Imagine que você organiza um churrasco, convida todo o bairro, mas na hora de acender o fogo, só aparecem os seus dois vizinhos que estão devendo para todo mundo e o rapaz que entrega o jornal. Foi exatamente isso o que aconteceu com o presidente Lula na última cúpula da CELAC (Comunidade de Estados Latino-Americanos e Caribenhos) e União Europeia, realizada na Colômbia. O evento, que deveria ser um palco de liderança global, transformou-se em um retrato melancólico do isolamento diplomático brasileiro.
Como engenheiro e analista, olho para os dados: dos 60 líderes esperados, o que vimos foi um vazio ensurdecedor. Contei apenas nove chefes de Estado e governo presentes. Onde estavam os grandes nomes da Europa? Onde estavam as lideranças de peso da América Latina? A resposta é simples: eles não foram.

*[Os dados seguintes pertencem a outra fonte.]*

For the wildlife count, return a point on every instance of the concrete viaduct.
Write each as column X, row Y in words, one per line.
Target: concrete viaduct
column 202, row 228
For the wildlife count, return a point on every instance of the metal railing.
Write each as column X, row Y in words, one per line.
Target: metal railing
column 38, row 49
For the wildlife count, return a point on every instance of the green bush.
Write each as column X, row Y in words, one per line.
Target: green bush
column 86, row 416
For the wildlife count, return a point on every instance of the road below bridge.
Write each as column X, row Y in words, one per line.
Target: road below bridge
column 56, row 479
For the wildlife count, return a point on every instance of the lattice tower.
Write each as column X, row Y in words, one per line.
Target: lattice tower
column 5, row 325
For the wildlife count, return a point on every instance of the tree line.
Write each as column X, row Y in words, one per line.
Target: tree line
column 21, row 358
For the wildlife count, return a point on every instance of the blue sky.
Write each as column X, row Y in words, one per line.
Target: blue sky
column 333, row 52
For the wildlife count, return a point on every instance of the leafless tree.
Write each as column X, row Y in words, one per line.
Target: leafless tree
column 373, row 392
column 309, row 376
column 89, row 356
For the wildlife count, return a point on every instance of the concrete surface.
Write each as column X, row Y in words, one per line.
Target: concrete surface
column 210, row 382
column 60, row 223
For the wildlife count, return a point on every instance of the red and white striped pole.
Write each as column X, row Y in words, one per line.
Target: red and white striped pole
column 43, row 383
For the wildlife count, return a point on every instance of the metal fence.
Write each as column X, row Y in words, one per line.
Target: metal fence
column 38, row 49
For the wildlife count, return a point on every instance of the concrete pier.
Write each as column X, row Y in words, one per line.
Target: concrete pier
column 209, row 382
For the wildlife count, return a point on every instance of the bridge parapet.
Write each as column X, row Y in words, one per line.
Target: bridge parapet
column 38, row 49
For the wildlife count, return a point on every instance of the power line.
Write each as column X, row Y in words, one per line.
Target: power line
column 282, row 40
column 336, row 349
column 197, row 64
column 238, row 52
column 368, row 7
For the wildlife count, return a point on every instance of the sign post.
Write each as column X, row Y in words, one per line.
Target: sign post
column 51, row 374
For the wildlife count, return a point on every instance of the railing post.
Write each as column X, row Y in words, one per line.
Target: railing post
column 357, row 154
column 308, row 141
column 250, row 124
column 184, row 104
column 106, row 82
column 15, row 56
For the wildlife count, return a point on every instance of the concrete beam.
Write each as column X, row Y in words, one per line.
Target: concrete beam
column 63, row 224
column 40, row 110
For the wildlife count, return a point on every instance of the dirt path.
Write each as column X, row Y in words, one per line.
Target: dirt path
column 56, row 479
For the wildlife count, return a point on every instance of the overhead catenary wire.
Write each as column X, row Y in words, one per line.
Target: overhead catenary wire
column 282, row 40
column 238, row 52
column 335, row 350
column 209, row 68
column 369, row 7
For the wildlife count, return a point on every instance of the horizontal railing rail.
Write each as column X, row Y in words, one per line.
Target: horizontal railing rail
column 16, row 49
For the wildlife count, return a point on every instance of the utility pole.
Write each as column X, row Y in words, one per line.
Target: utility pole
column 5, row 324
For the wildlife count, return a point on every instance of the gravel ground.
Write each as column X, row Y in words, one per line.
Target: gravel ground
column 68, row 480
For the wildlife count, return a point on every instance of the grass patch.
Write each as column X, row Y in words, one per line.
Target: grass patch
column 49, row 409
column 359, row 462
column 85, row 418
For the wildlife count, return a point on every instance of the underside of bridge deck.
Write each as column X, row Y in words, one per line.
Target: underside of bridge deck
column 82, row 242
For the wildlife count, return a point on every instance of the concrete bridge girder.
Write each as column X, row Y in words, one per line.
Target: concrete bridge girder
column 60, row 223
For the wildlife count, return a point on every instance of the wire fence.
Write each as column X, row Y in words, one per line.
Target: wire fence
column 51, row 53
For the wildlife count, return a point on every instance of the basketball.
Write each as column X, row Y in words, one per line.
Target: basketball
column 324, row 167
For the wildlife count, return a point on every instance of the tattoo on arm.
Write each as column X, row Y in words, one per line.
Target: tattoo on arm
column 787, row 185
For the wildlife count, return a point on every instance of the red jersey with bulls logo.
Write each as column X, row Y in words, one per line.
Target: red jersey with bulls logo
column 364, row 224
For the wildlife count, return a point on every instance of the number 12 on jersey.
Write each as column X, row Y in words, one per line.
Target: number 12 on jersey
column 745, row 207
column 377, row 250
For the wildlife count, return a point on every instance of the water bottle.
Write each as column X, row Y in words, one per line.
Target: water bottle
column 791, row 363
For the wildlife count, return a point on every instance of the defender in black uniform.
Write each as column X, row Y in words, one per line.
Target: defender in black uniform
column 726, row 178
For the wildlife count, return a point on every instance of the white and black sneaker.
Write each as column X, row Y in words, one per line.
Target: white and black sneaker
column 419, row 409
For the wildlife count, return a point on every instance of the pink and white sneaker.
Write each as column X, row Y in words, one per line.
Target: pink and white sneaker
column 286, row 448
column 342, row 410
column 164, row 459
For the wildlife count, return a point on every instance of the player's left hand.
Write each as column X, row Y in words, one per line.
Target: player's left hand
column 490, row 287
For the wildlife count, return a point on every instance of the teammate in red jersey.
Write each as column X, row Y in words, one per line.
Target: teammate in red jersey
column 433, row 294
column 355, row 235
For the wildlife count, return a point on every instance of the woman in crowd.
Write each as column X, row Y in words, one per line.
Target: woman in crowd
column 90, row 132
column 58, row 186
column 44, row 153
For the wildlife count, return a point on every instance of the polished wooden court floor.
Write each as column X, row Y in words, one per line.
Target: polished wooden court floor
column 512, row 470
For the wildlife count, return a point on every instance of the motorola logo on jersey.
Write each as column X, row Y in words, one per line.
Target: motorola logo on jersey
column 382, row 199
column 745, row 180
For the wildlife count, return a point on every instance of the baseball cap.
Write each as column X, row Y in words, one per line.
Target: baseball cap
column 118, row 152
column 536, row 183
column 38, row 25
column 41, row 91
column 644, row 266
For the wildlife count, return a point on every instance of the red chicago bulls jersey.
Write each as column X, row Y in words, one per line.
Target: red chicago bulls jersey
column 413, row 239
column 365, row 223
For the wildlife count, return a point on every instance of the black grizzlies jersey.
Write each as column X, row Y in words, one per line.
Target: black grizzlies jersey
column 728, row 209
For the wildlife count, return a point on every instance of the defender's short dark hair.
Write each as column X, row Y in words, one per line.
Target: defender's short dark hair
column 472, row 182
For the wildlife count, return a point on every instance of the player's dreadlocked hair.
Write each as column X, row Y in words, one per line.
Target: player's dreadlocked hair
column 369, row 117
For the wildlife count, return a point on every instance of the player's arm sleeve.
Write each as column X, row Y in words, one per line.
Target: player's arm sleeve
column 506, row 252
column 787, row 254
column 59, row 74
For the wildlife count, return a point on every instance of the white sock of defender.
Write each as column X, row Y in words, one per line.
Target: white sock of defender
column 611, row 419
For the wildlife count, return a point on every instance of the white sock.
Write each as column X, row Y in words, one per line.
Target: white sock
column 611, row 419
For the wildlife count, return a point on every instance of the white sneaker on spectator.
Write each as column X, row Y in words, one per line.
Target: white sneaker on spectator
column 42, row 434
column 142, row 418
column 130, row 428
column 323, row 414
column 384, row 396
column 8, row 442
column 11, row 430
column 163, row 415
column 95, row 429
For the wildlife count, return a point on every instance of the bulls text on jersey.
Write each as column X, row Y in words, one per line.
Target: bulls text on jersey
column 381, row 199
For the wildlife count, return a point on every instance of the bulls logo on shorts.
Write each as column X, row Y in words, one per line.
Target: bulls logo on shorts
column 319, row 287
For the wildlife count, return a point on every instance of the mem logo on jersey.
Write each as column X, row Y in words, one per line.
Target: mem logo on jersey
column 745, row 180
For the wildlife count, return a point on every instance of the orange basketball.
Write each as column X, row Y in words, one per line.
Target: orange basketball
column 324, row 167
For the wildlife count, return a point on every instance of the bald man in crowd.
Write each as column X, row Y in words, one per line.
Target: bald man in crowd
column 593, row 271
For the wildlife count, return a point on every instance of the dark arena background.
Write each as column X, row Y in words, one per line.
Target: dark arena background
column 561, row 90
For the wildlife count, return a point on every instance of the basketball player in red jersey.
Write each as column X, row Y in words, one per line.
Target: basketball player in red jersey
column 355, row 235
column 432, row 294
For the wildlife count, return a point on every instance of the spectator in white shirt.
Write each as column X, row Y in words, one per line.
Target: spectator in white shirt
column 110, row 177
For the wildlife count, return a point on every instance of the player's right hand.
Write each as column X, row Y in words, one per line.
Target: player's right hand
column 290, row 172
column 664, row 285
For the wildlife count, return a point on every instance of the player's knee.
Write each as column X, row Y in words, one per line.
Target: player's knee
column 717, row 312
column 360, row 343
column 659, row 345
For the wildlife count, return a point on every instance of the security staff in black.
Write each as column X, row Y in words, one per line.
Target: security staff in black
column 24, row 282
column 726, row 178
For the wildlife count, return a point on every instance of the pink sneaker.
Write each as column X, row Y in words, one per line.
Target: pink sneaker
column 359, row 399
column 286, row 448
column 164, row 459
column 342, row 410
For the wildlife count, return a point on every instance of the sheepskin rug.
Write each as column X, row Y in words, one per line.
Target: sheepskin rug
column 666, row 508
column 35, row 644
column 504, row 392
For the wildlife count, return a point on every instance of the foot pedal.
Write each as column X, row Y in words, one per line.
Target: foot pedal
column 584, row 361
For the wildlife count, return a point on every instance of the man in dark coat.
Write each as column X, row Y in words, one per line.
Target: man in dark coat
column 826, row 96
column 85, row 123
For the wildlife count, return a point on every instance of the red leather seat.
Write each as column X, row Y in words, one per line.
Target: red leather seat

E não foram porque ninguém quer sair na foto ao lado de quem insiste em gastar capital político para defender ditaduras em frangalhos.
O propósito real desse encontro não foi discutir progresso ou comércio, mas sim tentar um "desagravo" à Venezuela. É a velha política da vizinhança ideológica. Lula saiu da COP (Conferência das Nações Unidas sobre as Mudanças Climáticas), onde o Brasil já passava vergonha com um evento esvaziado, para ir à Colômbia prestar solidariedade a Gustavo Petro e, por tabela, ao regime de Nicolás Maduro.
Enquanto o mundo civilizado reconhece que a eleição de 2024 na Venezuela foi uma fraude escancarada, Lula e Petro continuam com uma retórica de "solução política". Ora, que solução política se busca quando o povo já votou e o ditador simplesmente se recusa a entregar as chaves? Para quem analisa fatos e não narrativas, fica claro que a "pequena peça" que falta na cabeça de quem defende isso é a honestidade intelectual. Eles não querem democracia na Venezuela; eles temem que, se o castelo de cartas de Maduro cair, o projeto de poder deles na região sofra um efeito dominó.
A ausência de líderes como os da Itália, Dinamarca e França, e até mesmo a desistência de última hora de nomes como a da presidente da Comissão Europeia, Ursula von der Leyen, envia um recado direto. O mundo não quer confronto com os Estados Unidos de Donald Trump para proteger regimes autoritários. Ninguém quer se queimar por um governo que prefere brigar com navios americanos no mar do que garantir comida no prato do seu povo.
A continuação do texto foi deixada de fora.